L’Opus Dei è la voce che rappresenta il settore più conservatore della Chiesa?

Mi sembra molto semplicistico muoversi con questi schemi; ma giacché me lo chiede, le dirò che è proprio il contrario. Il messaggio della ricerca della santità in mezzo al mondo rivolto a tutti, qualunque sia la loro condizione, è ancora oggi rivoluzionario, all’avanguardia. Come ha affermato Paolo VI, è l’insegnamento più centrale del Concilio Vaticano II, e rimane ancora molto da fare per metterlo in pratica.

Perché prevale l’immagine di un Opus Dei di élite?

Può darsi che chi lo pensa abbia presente solo il proprio ambiente, chiudendosi così una giusta prospettiva. Ricordo che alcuni anni fa un autista di taxi era convinto che l’Opus Dei fosse solo per gli autisti di taxi. Forse non piace a tutti la logica di Dio, che chiede ai cristiani di sforzarsi per essere fermento nel mondo.

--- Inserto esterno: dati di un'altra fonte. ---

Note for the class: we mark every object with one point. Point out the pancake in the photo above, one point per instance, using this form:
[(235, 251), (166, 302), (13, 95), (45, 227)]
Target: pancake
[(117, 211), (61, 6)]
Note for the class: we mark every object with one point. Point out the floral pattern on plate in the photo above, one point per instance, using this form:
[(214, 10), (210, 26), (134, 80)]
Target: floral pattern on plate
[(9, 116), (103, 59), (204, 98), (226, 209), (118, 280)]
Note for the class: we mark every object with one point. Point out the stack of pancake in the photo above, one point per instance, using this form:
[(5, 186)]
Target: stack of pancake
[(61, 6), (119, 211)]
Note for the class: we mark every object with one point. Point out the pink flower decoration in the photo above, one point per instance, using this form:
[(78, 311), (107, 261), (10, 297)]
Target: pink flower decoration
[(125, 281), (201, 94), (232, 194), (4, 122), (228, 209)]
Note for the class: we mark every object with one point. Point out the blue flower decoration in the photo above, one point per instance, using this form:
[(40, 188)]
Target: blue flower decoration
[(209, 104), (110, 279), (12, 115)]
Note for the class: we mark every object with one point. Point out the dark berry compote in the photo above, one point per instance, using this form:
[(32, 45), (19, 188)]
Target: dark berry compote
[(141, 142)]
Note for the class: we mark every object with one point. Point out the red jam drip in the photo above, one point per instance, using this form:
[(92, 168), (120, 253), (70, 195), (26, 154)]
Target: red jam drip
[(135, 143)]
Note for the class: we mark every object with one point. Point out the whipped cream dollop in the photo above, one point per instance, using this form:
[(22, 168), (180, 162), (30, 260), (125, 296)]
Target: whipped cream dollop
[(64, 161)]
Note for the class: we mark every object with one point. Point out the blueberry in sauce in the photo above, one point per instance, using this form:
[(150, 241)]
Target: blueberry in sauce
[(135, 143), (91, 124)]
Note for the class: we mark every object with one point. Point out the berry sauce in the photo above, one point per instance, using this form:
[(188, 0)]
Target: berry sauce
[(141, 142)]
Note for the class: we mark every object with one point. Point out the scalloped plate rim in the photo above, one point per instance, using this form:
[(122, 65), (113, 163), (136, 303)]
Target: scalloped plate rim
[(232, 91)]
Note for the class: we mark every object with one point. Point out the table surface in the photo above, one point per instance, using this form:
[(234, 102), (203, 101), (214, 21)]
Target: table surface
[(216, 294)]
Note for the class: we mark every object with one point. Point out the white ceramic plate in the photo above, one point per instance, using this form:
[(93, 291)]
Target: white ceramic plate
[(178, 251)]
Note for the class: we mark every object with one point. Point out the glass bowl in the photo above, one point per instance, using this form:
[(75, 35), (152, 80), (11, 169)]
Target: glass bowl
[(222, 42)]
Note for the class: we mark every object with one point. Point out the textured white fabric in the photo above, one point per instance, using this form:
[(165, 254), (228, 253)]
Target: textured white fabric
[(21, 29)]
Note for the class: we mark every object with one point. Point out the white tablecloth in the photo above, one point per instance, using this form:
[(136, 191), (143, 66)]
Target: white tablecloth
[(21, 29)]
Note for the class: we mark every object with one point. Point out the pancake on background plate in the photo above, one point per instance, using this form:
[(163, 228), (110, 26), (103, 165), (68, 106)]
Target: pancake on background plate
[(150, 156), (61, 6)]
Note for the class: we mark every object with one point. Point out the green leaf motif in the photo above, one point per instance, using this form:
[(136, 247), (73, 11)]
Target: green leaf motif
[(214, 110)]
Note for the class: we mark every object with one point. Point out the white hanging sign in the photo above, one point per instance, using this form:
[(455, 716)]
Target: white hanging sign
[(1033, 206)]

A che cosa attribuisce le critiche?

Alla bontà di Dio, che benedice con la Croce, alle miserie degli uomini, comprese le mie, e alla mancanza di informazione di chi le diffonde. Del resto, le persone che apprezzano l’Opus Dei sono senza dubbio incomparabilmente più numerose di quelle che lo criticano. Peraltro, le lodi non debbono portare a una autocompiacenza, perché non siamo migliori degli altri, né le critiche debbono portare al nervosismo e allo scoraggiamento: da tutto, con l’aiuto di Dio, è possibile trarre il bene. Io voglio molto bene ai pochi che criticano e li rispetto; non li considero nemici.

Quali sono le principali sfide della Chiesa nel XXI secolo?

Si potrebbero riassumere nella difesa e nella promozione della santità della famiglia, nella formazione dei sacerdoti e in una maggiore coscienza della chiamata dei laici all’apostolato.

Che influenza ha avuto l’Opus Dei durante il pontificato di Giovanni Paolo II?

Occorrerebbe una maggiore prospettiva storica per rispondere a questa domanda: il pontificato di Giovanni Paolo II prosegue il suo corso. In ogni modo, più che a questi ultimi 25 anni penso all’influenza degli insegnamenti di san Josemaría sull’importanza del messaggio evangelico della santificazione del lavoro. La cosa più importante nella Chiesa è ciò che Dio fa, malgrado le nostre limitazioni e i nostri errori personali.

Come considera il livello di religiosità della società, nel mondo?

Il concetto «religiosità» è molto vasto. Però dove cresce l’ateismo pratico, a una velocità forse mai vista nella storia, proliferano i venditori dei vari idoli di cartapesta: il denaro, il piacere, il potere. Ma proprio lì, come venti secoli fa nell’impero romano, non mancano giovani e meno giovani che sanno guardare la realtà in modo diverso, con forte senso di responsabilità e prospettiva soprannaturale e che non accettano di essere trattati come un mercato.

Come si spiega la crescita dell’indifferenza per tutto ciò che riguarda la sfera religiosa, con i progressi del fondamentalismo religioso, spesso associato all’espansione del terrorismo?

Chi potrebbe rispondere a questa domanda? La grande affluenza di giovani alle Giornate Mondiali della gioventù smentisce in parte la crescita dell’indifferenza religiosa. Non c’è dubbio che l’abbondanza di beni materiali può soffocare e spesso soffoca lo spirito. Noi cristiani siamo chiamati a vivere nel mondo, ma senza essere mondani. La disgregazione morale che registra la società di oggi in tanti aspetti dimostra che una società senza Dio traballa. Il fondamentalismo rappresenta l’altra faccia della stessa moneta: è un pericolo in agguato quando non si annuncia la libertà con la quale Cristo ci ha liberato.

Romana, n. 37, Luglio-Dicembre 2003, p. 249-250.